His hand brushed mine again as we rounded the tip of the island. I glanced over and smiled. He returned it with a glow bright enough to light our torches to hell. It would be so easy to let him come out. Let him ruin his life for the chance he’d look at me like that for the rest of my life.

“Look at that tree.” Arik took off in a jog.

“Where are you going,” I called after him.

He turned around to run backward, bronzed skin glistening in the sunlight. “To see the tree! Come on.”

I sprinted to catch up, making it to the massive pieces of driftwood that were more full trees than logs that had washed up on shore. They stuck out of the sand at every angle like a cemetery of what came before the ocean reclaimed the forest of old.

It put perspective on life. How long this planet has existed before my birth and how long it will after. How life and energy cycles through every phase.

Arik’s fingers brushed over my palm. “What are you thinking?”

It took me a minute to put it into words. “I’m thinking about the phases of life and how ours feels so hard right now—” He opened his mouth to speak but I went on before he could. “But it’s normal.
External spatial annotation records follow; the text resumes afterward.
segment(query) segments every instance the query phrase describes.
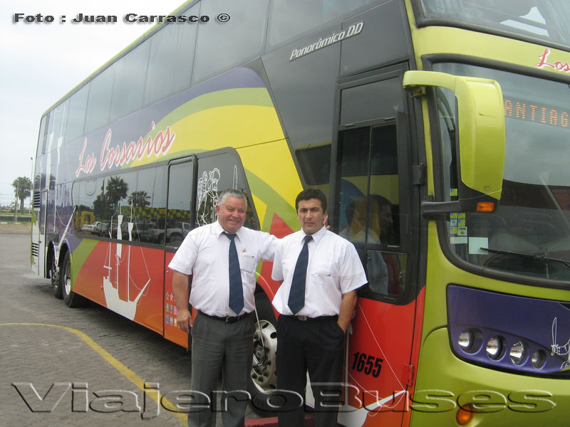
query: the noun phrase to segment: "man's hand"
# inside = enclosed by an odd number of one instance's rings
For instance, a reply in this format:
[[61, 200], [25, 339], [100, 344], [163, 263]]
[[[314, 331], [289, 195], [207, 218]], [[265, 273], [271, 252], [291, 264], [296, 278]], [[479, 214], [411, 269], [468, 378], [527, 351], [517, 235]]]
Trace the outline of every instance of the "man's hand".
[[187, 310], [179, 310], [176, 315], [176, 319], [178, 322], [178, 329], [184, 331], [187, 334], [189, 333], [193, 325], [190, 312]]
There are highs and lows. Without the valleys, we wouldn’t know the peaks. It’s not a bad thing.”

He closed his mouth in silent introspection. “No, it’s not a bad thing. I’ll love you through every phase of our lives, every high and low.”

I closed my eyes, struck by what I knew we needed but not sure I was brave enough to do it, fighting the tears I wasn’t ready for. “There will never be a moment I don’t love you. No matter how close or far apart we are.”